I just feel like I’m missing something. Can’t decide if it’s flexibility, habit, etc.

I’m going on a few assumptions, based on my observations of youngsters around his age. I am not a youth coach, never had been, and have no experience coaching youth.
However, there are commonalities that I have seen that warrant some suggestions in this regard of your question(s) and I would like to take parts of your last response to base my observations on.

This is an awkward age for most boys.
Muscular coordination can be a balancing act at times. Couple this with pitching off a mound can be a test of this coordination and balance. I say this because – have you ever watched a person hurry down a flight of stairs without holding on to the banister? The first thing they do is put out their hands, usually down with the palm of their hands facing the ground.

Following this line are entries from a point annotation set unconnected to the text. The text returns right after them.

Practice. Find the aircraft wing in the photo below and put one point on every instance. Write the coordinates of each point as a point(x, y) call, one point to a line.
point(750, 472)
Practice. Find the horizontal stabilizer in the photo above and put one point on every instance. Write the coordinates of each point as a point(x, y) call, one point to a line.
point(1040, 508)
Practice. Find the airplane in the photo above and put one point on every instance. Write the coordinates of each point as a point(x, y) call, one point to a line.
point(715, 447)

This is the body’s natural response to defend itself from falling. Mature pitchers who have sustained leg injuries with either their knees, ankles, groin and such, natural swing their glove arm/hand out and down as an involuntary response to feeling their legs not being able to support their stress-loads.

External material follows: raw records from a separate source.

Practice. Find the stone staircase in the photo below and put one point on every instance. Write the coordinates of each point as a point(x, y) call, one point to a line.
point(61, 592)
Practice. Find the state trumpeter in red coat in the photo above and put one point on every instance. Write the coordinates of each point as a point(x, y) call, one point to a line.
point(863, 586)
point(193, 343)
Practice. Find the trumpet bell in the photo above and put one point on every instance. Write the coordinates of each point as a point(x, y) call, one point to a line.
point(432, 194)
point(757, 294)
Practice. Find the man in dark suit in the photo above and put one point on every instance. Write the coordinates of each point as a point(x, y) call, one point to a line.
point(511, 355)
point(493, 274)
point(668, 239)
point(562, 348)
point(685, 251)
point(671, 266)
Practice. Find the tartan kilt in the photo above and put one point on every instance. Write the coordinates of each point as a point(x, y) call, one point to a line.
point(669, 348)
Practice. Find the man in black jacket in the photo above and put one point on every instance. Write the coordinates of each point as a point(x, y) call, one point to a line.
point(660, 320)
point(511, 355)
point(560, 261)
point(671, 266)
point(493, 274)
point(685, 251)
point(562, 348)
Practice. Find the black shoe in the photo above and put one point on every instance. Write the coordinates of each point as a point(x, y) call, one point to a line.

But when throws from a full motion he seems to revert to more of a windmill.
The human body/mind has a tendency to be a product of repetitive learning, while under stress. Stress forces us to revert to what we know best, either as a defensive move or what has been used in the past. Your youngster may deal with stress in this way by doing what he knows, simply as his response of “dealing with it.” Now, he’s probably not in a pressure cooker situation, but to him nerves may play a role(s) in his demeanor, thus wind milling. as you put it.

A bit on the husky/stout side, but not overweight.
Husky/stout physiques are usually less flexible than most physical makeups. Couple this with his age -14, he is probably dealing with as much as he can, the best he can. A youngster with girth is very difficult to coach, pitching wise. Now from a football standpoint, being all that you described, I bet he is not all that bad as a pull guard third and long. (or something like that.)

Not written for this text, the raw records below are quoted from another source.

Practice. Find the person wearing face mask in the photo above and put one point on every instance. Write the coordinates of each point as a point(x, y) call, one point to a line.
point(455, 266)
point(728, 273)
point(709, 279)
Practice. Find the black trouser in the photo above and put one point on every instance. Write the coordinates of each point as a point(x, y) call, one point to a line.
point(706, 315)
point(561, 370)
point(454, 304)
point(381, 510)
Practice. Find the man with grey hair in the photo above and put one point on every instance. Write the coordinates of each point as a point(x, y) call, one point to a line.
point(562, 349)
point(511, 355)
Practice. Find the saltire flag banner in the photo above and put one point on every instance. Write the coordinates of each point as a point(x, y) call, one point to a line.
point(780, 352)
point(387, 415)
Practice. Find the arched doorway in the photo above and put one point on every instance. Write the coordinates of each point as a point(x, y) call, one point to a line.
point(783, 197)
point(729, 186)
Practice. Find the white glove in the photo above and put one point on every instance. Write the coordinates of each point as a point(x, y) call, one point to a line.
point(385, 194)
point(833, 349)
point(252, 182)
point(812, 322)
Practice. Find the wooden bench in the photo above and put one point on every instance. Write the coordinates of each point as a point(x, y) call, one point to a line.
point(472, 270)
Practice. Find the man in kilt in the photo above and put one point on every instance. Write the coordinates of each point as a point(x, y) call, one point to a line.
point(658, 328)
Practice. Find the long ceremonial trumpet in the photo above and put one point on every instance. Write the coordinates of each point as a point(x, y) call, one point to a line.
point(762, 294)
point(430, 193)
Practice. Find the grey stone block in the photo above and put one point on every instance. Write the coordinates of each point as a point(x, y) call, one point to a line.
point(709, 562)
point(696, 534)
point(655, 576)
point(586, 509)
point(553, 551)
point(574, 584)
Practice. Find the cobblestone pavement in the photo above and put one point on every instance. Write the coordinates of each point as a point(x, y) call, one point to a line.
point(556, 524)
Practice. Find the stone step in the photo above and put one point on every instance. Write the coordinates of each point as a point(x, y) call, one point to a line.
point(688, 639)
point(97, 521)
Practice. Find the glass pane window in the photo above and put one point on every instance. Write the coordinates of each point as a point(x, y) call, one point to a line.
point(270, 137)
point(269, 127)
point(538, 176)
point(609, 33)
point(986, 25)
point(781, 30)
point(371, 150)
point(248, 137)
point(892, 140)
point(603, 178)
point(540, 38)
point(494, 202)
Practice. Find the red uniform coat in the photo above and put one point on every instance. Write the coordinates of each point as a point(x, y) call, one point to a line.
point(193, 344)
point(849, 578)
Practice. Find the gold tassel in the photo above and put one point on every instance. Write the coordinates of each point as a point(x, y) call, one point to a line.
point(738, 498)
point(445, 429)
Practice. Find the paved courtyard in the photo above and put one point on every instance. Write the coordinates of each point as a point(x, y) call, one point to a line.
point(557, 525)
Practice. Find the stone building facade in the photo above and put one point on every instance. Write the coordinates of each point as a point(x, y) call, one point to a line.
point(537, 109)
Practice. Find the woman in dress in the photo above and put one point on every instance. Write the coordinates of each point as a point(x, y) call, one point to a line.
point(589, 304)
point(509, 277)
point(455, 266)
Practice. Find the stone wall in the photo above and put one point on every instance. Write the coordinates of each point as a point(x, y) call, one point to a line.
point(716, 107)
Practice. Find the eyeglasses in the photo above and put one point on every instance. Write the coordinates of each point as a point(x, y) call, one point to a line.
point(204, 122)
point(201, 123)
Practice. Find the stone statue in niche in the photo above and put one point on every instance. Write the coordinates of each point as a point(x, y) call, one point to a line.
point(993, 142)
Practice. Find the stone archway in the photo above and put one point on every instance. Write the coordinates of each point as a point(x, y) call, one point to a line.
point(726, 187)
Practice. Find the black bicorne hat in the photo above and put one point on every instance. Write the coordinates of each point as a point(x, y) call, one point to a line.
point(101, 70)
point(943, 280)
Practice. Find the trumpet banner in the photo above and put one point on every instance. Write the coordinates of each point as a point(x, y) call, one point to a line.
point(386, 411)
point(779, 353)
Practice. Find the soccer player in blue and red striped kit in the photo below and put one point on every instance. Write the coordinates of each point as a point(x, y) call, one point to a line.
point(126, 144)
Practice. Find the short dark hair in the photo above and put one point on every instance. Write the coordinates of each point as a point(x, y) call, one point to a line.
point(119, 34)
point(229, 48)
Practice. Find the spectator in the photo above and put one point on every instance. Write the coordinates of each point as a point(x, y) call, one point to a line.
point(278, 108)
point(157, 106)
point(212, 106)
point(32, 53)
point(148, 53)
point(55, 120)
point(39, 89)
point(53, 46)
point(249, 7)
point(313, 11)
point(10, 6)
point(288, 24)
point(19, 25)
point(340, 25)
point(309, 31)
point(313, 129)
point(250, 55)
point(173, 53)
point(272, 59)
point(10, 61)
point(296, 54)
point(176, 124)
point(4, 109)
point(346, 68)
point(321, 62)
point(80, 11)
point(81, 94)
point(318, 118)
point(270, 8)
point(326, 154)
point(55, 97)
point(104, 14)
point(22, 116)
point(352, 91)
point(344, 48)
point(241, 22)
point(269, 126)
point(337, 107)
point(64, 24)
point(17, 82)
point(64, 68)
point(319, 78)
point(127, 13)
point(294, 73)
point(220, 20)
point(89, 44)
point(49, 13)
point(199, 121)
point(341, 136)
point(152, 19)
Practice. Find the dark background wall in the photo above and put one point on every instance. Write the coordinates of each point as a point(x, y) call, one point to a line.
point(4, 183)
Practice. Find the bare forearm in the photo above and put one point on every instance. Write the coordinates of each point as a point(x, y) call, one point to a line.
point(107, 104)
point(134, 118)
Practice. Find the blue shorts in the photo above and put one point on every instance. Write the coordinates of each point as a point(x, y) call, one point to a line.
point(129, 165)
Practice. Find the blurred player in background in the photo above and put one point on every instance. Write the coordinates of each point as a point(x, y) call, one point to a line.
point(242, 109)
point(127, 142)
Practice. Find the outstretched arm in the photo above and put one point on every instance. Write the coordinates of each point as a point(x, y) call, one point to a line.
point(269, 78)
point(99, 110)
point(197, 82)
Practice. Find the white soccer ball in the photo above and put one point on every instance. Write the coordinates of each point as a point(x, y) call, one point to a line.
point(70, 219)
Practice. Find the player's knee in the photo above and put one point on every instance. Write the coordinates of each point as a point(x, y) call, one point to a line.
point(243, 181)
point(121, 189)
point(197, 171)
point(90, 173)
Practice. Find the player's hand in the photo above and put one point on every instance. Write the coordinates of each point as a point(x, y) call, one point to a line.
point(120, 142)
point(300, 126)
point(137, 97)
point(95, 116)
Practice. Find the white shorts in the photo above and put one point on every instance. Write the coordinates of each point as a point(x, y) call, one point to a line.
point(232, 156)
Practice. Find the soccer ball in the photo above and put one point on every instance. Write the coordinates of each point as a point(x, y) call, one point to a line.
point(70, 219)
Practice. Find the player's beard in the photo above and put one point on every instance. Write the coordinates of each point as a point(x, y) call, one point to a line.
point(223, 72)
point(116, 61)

Finally, I wouldn’t be surprised if pitching wasn’t his first choice as a ballplayer. I say this because usually youngsters that “big” for their age at 12-14, usually can command some good heat, when compared to others. Maybe not the best heat around, but given the overall population available, these people are assumed to be one of the options. I would ask this youngster if he really wants to pitch, or would he prefer to be a position player.
By the way, how is he at bat? Does he display some of the same tendencies from a batter’s perspective?

I agree with most of your comments. I think part of it is habit/mental and part is physical. But, it could very well be something that passes as he gets older and more physically mature. Based on his body type, I suspect that he will never be overly flexible, but we can certainly work on that, and general athleticism.

He really does want to be a pitcher first, in large part because he wants to emulate my son who pitched in college. There are some similarities with his hitting. Doesn’t get a whole lot of separation there either. Also has some balance issues at bat. I guess for now the main thing to do is reinforce proper sequencing, mechanics and athleticism and give him time to develop. Thanks for the feedback.

Probably not helpful but have seen two “windmilling” at younger ages, around 10 yrs old. One threw very hard for his age but was wild, other not so hard but was pretty effective. The harder thrower eventually evololved into an equally awkward throwing motion and gave up baseball by Sophomore year. Other kid hasn’t pitched since 8th grade but a heckuva power hitter. Just curious how the kids look long tossing? Bet they don’t windmill it.

What do you think about using Ron Wolforth’s “Connection Ball” to try to fix this? The kid’s currently playing on the C-team (7th & 8th graders), so I won’t see him until their season is over. But, I just saw a picture of Verlander long tossing with a connection ball and it got me to thinking that this might help my guy.